GOETHE observait les deux batteries, l'une sur la rive droite l'autre sur la rive gauche, qui lançaient des fusées incendiaires efficaces, car peu après, un quartier de la ville flambait. Du haut de son point de vue GOETHE assistait au spectacle des hommes qui s'évertuaient activement à tâcher d'enrayer l'incendie.
Les obusiers faisaient un bruit terrible de tonnerre, insupportable à son oreille pacifique. GOETHE chercha à s'en éloigner. C’est ainsi qu'il rencontra le prince de REUSS, ambassadeur d'Autriche à Berlin, qui accompagna le roi de Prusse pendant toute la campagne. Il s'entretenait de la doctrine des couleurs et de son observation à Bras sur Meuse.
La Révolution Française
Le matin du 31 août le Duc de WEIMAR lui présenta l'aventureux GROTHAUS, officier prussien dont GOETHE avait fait la connaissance à WEIMAR en 1779. Celui-ci fut chargé de porter à VERDUN une sommation, accompagné d'un trompette-major. Cette mission mérite d'être rapportée :
« GROTHAUS avançait à cheval par la grand-route, le trompette devant lui et deux hussards derrière lui. Les gens de Verdun, des sans-culottes, lui tirèrent des coups de canon ; on attacha un mouchoir blanc à la trompette, en donnant l'ordre de sonner plus fort. Un détachement vint le chercher et le conduit seul, les yeux bandés ; ses discours ne produiront aucun effet, car il reçut un refus de se soumettre. »
Le bombardement cessa le premier septembre au matin, avec encore quelques tirs sporadiques de temps à autre. Vers 12h00 une seconde sommation fut adressée à la ville de Verdun, le 2 septembre la ville vote la reddition.
Johann Wolfgang GOETHE
Alors que des soldats quittent la place des hauteurs de BELLEVILLE, le long d'un mur où ils avaient couché, GOETHE remarque un phénomène qu'il croyait géologique, très surprenant à son sens. Sur le petit mur blanc bâti en pierre calcaire il vit une bordure de pierre d'un vert-clair rappelant la pierre de jaspe. Il se demanda avec surprise comment cela avait pu se trouver en grande quantité au milieu des couches calcaires.

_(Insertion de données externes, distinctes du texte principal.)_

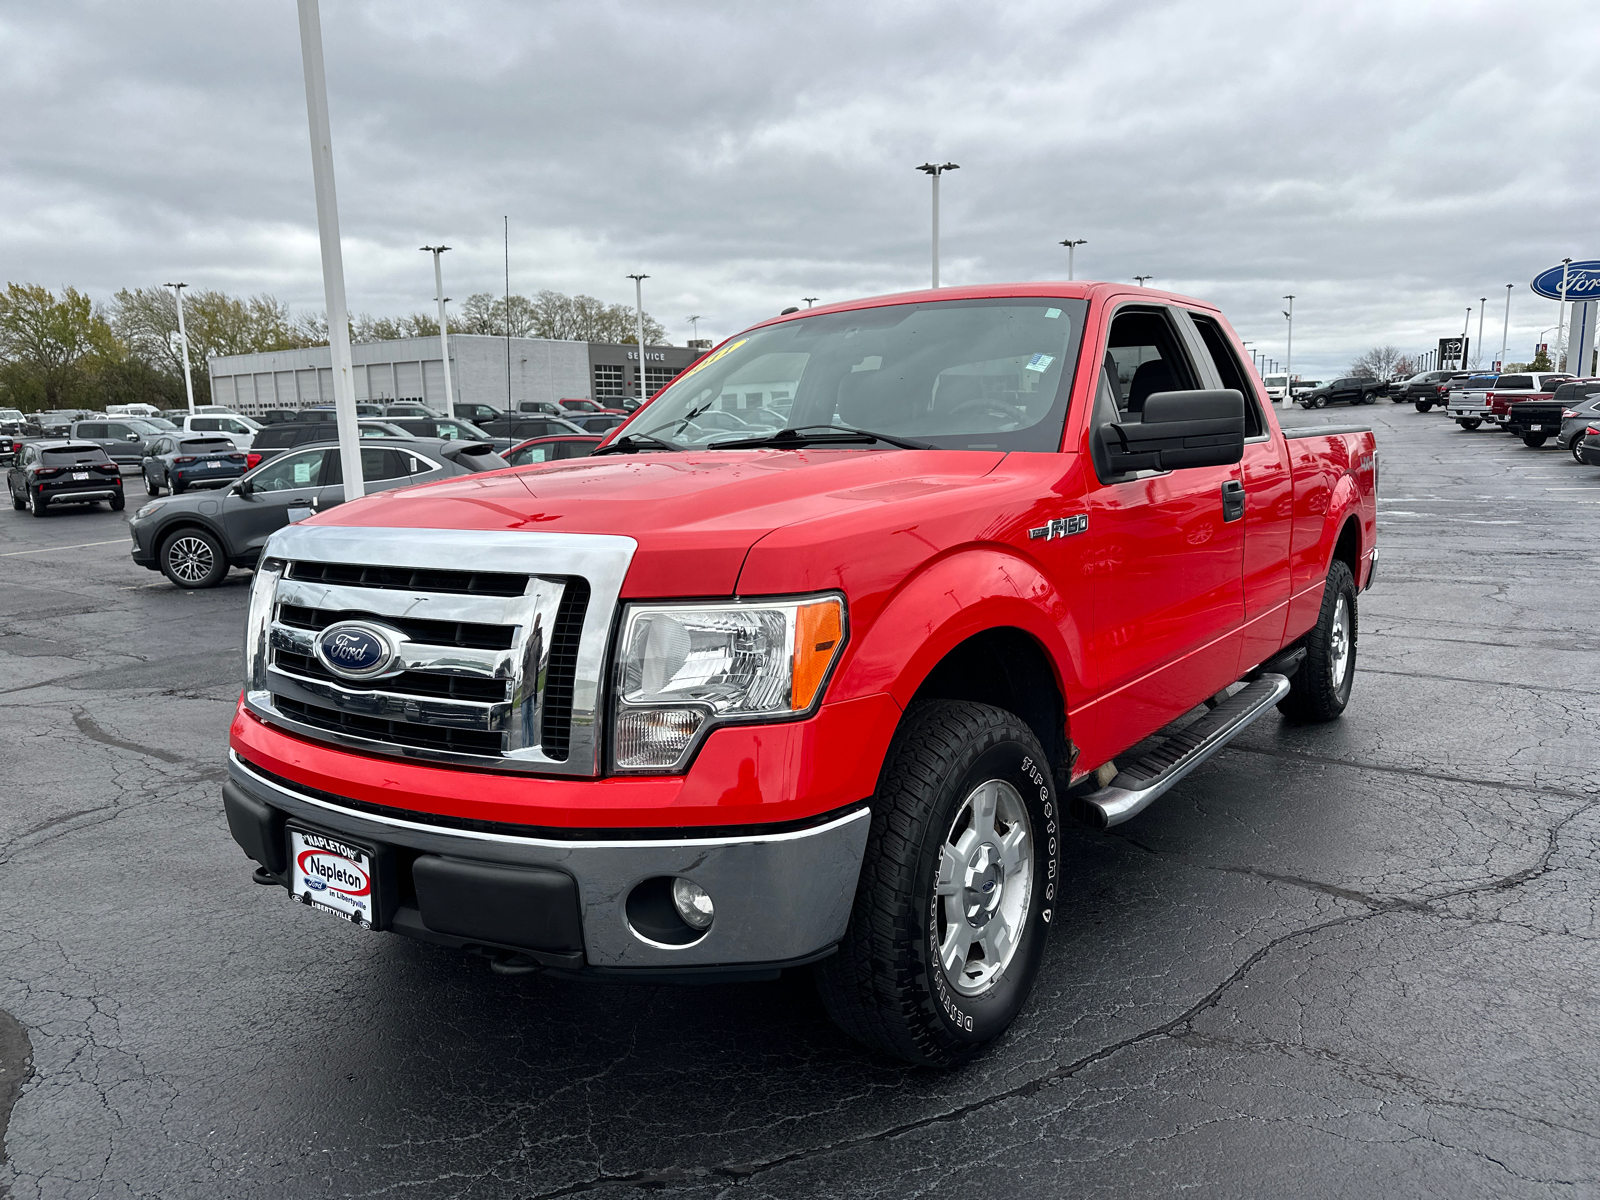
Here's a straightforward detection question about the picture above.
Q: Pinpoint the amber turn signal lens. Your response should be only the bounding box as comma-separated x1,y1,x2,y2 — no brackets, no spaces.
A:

Le désenchantement ne tarda pas : en s'approchant il remarqua qu'il s'agissait tout simplement de mie de pain moisie que les Chasseurs ne pouvant manger avaient, en manière de plaisanterie, extraite du pain avec leur couteau et étendue sur le mur en guise d'ornement.
GOETHE : « Par le temps pluvieux que nous avions la promenade en ville n'avait-elle rien de particulièrement agréable. C'est pourquoi nous visitâmes aussitôt les célèbres boutiques où l'on pouvait avoir les meilleures liqueurs de toute espèce. Nous les goûtâmes et fîmes une provision de diverses sortes. Dans le nombre il y en avait une qui s'appelait le « Baume humain », et qui, moins sucrée, et plus forte que les autres, était particulièrement réconfortante. Mais nous ne fîmes pas non plus la fine bouche sur les dragées, petits grains d'épices recouverts de sucre et enfermés de jolis cornets cylindriques.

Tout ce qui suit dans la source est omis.